Rio de Janeiro - O Produto Interno Bruto (PIB) brasileiro cresceu 5,8% no primeiro trimestre de 2008 em relação a igual período de 2007, com forte aceleração do consumo do governo, e a continuidade da tendência de expansão dos impostos em ritmo bem mais rápido do que o valor agregado na produção. O PIB e a demanda do primeiro trimestre deram leves sinais de desaceleração ante o último de 2007.
Num trimestre em que a indústria e os investimentos foram os destaques positivos, e no qual o déficit externo disparou, chamou a atenção o crescimento de 4,5% no consumo do governo, comparado ao último trimestre de 2007, em termos dessazonalizados - o maior crescimento do indicador da série do PIB, iniciada em 1996. O Instituto Brasileiro de Geografia e Estatística (IBGE) considerou que uma das principais causas do aumento são as eleições municipais.
Na comparação dessazonalizada com o trimestre anterior, o consumo do governo foi o item do PIB do primeiro trimestre que mais cresceu pelo lado da demanda - o consumo das famílias teve expansão de 0,3%, e os investimentos, de 1,3%. Anualizando-se esses resultados, o consumo do governo cresceu 19,25%; o consumo das famílias, 1,3%; e os investimentos, 5,3%.

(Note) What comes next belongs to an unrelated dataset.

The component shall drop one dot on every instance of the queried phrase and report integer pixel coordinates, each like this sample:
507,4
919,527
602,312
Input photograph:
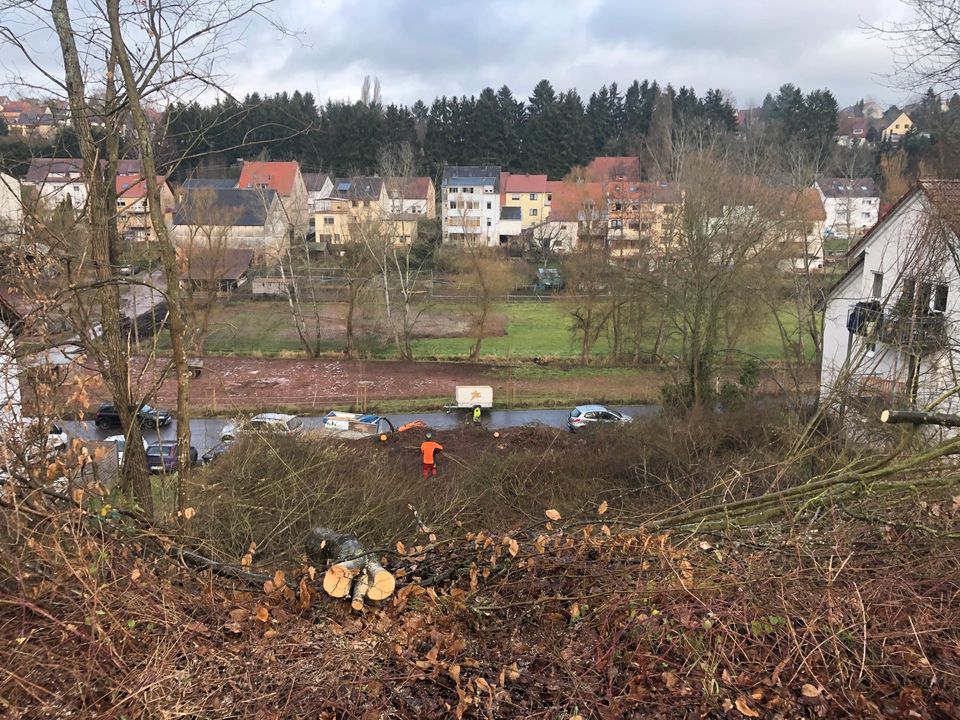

''Como é ano eleitoral, houve aumento dos gastos públicos, especialmente de Estados e municípios'', observou Rebeca Palis, gerente de Contas Nacionais Trimestrais do IBGE. Rebeca explicou que, pelo fato de serem municipais, as eleições têm mais impacto nos gastos de Estados e municípios. São um estímulo à construção civil, com o aumento das obras públicas. Além disso, as eleições levam os governos a ampliar os gastos no primeiro semestre, já que, a partir de 5 de julho, vigoram a proibição de transferências voluntárias entre os níveis da União e de algumas formas de contratação de pessoal.
O IBGE mostrou, ainda, que os impostos vêm crescendo bem mais do que o valor agregado à produção, numa tendência que já dura alguns anos, captada na série encadeada de quatro trimestres do crescimento do PIB - os impostos aumentaram 9,4%, e o valor agregado, 5,2%. Para o IBGE, a causa é o forte crescimento do consumo de bens nos quais incidem muitos impostos, como os importados em geral e os automóveis.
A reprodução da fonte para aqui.